On 2/1/07, Ryan McKinley <[EMAIL PROTECTED]> wrote:
>
> Not sure... depends on how update handlers will use it...
by update handler, you mean UpdateRequestHandler(s)? or UpdateHandler?
Both.
> One thing we might not want to get rid of though is streaming
> (constructing and adding a document, then discarding it). People are
> starting to add a lot of documents in a single XML request, and this
> will be much larger for CVS/SQL.
>
So you are uncomfortable with the Collection because you would have to
load all the documents before indexing them. If this was many, it
could be a problem...
If UpdateHandler is going to take care of stuff like autocommit and
modifying documents, It seems best to have that apply to all the
documents you are going to modify as a unit.
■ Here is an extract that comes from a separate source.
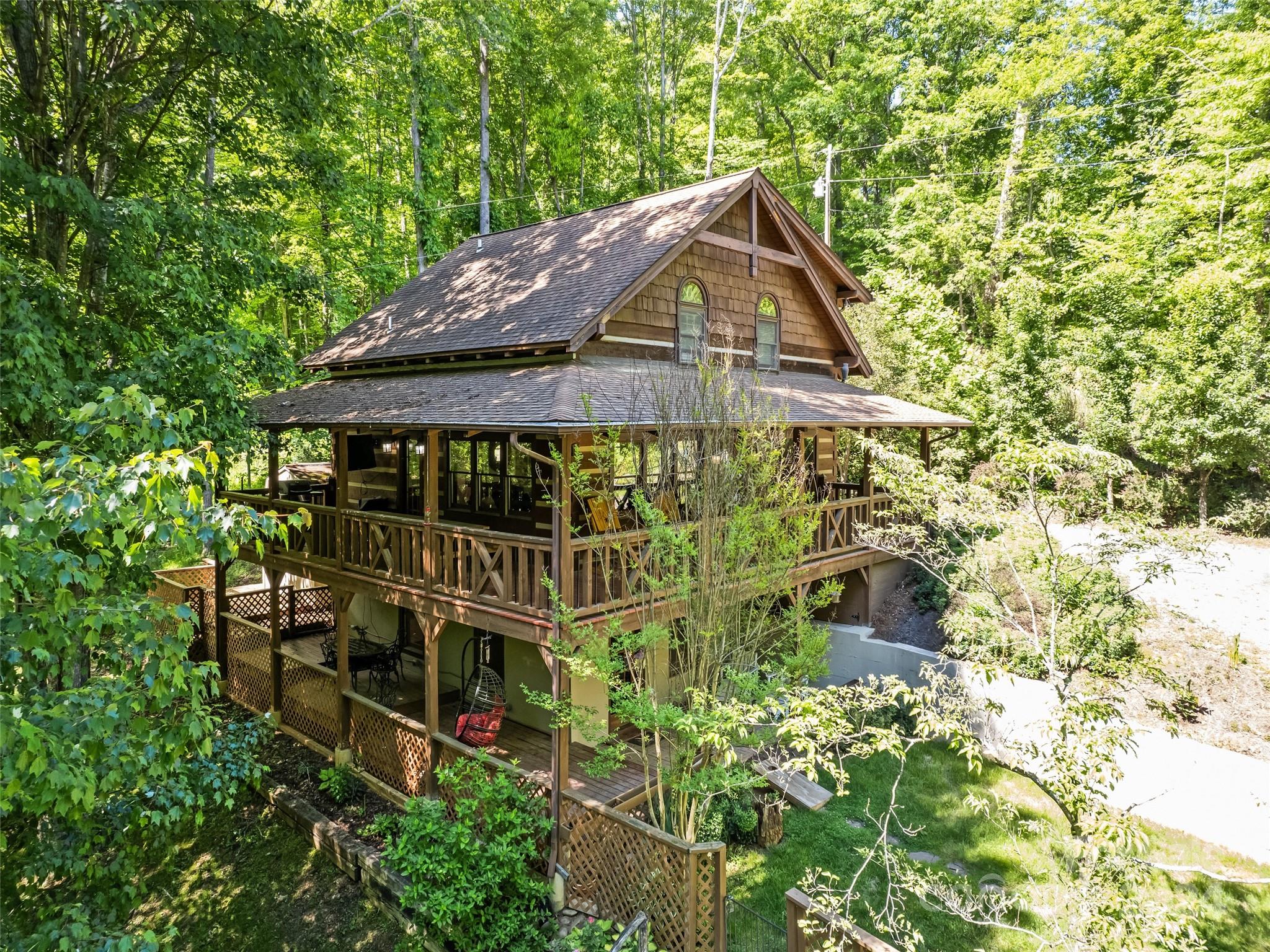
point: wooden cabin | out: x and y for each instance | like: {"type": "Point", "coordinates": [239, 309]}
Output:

For example, say i have
a SQL updater that will modify 100,000 documents incrementing field
'count_*' and replacing 'fl_*'. If the DocumentCommand only applies
to a single document, it would have to match each field as it went
along rather then once when it starts.
How about: Iterable<SolrDocument>
Maybe... but that might not be the easiest for request handlers to
use... they would then need to spin up a different thread and use a
pull model (provide a new doc on demand) rather than push (call
addDocument()).
I'm really just thinking a little out loud... just first impressions
- don't read too much into it.
When I'm coding, the design tends to morph a lot.
I think we need to figure out what type of update semantics we want
w.r.t. adding multiple documents, and all the other misc autocommit
params.
-Yonik